Wednesday, 16 March 2011

Hitch-hiking in France


Between leaving school and going on to Cambridge, I spent a few weeks hitch-hiking across northern France with David, a schoolfriend. This was the sort of thing that students in the 1960s might do, not having cars or very much money. Each morning we would split up and arrange to meet that evening outside the Hotel de Ville of some not-too-distant town. By these means we travelled by easy stages from Calais through Normandy and down to the Loire, then northwards the coast before returning home via Caen. We stopped at youth hostels and tiny hotels which charged ten francs for a bed, occasionally camped in barns and fields, and ate very cheaply. Inevitably we missed a lot, though we did see the cathedrals in Rouen and Tours. The highlight of the trip was at Avranches, from where we could look at Le Mont-Saint-Michel, rising like a fairy castle out of the shallow sea (shown in the photograph above: Avranches is off the picture over to the left). A local guide conducted us there at low tide, across the sands through a maze of watercourses.
One of the advantages of hitch-hiking was the opportunity to meet some very strange people. Most of the lifts I got were from a perfectly ordinary selection of lorry-drivers and passing motorists, but once I was given a lift by a doctor out on a call, who told me that De Gaulle was a dirty Communist sympathiser who ought to be guillotined. He took both hands off the wheel and made savage chopping motions to illustrate his point. At one youth hostel we came across a strange little man called Joseph, who worked at a nearby garage, and after a brief conversation asked us if we wanted to see "his collection". Soon afterwards he returned with a brown paper package concealed under his coat, and furtively passed it to us before disappearing. It contained a mass of photographs of Hitler, Goebbels and other Nazi leaders, with handwritten labels like "Mon fuhrer". He must have been a wartime collaborator. I could understand why he was so furtive: many times in Normandy elderly men in cafes, finding that we were English, would get out their maps and talk about the D-Day campaign, complaining that the Americans had been slow to liberate their village, and other memories which seemed like ancient history to us.
The only time we felt under a bit of pressure was when we stopped at a youth hostel full of German students.
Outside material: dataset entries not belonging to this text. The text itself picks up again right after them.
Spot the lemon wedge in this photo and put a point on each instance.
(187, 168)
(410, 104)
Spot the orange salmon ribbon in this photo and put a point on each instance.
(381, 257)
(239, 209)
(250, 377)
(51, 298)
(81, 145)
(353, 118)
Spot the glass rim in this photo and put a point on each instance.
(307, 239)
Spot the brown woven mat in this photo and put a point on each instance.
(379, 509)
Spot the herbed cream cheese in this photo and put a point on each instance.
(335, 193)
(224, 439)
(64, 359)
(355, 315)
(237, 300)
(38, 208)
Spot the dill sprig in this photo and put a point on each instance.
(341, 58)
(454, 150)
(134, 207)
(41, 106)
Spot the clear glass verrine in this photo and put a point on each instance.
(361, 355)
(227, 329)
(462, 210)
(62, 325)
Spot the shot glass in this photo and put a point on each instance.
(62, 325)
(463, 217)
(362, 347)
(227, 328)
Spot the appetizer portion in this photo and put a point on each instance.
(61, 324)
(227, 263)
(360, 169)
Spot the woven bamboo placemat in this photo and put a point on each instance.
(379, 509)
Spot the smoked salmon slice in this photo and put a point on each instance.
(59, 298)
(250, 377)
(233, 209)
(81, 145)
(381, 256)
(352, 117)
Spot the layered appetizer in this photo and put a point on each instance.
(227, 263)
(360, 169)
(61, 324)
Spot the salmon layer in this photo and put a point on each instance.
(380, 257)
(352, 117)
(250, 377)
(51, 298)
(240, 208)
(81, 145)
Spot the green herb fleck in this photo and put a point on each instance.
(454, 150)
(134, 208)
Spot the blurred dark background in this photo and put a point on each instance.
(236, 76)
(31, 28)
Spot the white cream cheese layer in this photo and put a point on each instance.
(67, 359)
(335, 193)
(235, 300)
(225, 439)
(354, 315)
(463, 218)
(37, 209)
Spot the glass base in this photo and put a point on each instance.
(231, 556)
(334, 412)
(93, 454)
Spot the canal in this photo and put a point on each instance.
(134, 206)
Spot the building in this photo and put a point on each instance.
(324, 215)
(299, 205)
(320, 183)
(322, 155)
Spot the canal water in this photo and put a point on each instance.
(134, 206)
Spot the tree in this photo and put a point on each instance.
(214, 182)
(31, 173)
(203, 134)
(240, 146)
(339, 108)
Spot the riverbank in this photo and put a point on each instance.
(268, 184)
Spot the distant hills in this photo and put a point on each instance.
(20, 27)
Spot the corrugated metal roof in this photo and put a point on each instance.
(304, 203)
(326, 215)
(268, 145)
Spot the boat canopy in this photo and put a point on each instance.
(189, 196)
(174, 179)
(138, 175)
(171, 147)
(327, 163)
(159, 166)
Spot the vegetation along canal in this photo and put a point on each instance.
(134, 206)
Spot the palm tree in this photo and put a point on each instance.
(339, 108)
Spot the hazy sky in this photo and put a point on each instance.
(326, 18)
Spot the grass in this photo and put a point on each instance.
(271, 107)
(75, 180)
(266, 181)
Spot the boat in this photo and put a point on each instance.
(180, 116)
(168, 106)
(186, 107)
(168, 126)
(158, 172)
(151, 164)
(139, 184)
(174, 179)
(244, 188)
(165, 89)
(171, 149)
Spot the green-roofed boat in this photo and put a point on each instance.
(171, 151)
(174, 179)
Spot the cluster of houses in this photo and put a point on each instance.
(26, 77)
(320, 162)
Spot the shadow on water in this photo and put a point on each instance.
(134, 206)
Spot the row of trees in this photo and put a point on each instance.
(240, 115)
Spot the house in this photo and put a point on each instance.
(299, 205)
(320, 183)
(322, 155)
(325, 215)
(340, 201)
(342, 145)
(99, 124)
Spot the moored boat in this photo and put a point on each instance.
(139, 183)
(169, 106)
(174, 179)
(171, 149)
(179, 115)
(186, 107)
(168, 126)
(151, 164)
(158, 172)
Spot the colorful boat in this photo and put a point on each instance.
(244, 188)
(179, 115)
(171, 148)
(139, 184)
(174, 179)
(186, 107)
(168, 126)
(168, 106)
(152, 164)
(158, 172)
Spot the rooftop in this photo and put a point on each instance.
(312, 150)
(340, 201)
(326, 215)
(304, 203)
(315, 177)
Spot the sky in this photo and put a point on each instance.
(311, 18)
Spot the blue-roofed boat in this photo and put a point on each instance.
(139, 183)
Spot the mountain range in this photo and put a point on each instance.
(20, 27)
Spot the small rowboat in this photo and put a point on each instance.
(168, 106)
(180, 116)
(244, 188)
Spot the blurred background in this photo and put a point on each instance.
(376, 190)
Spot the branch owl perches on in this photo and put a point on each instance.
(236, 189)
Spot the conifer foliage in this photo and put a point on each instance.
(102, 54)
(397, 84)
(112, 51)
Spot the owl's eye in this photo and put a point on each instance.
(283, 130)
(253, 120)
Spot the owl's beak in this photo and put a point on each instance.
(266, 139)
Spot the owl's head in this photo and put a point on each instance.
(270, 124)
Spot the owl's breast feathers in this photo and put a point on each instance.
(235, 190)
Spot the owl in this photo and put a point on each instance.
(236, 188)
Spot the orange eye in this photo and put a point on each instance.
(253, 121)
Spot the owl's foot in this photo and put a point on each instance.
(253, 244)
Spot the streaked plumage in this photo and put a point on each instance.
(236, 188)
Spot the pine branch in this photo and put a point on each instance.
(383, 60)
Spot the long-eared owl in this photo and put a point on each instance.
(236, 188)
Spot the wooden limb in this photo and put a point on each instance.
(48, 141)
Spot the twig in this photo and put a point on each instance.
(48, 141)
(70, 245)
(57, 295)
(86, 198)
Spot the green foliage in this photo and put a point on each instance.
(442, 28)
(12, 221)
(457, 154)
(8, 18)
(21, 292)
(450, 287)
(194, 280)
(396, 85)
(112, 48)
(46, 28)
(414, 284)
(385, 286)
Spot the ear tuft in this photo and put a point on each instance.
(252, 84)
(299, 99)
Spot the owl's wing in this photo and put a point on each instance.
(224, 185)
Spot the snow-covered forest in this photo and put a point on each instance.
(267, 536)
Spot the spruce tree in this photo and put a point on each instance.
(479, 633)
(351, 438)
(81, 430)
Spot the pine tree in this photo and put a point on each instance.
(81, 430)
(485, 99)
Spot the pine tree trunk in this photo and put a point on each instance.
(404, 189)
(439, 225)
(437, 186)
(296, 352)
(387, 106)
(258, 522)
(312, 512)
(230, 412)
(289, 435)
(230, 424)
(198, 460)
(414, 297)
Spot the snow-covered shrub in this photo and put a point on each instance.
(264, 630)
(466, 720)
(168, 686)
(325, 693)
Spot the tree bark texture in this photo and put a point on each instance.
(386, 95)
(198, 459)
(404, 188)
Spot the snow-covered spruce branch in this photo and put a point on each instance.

One of them, hearing that I was from the Lake District, insisted on reciting Wordsworth's "Daffodils" at me: "All at vonce I saw a cloud, a host of golden daffodils. Ach, he vas a great boet!"; which was understandably very irritating. One night a swarm of mosquitoes invaded the dormitory, and we went around swatting them with rolled-up copies of "Der Spiegel" until the Patron of the hostel came to find what all the noise was about. He produced a gigantic aerosol and squirted the mosquitoes with it. David rashly exclaimed, in French, "Poor mosquitoes! They've been sent to the gas chamber!" and then suddenly remembered that all the other people in the room were Germans!

I don't expect today's students do this kind of thing.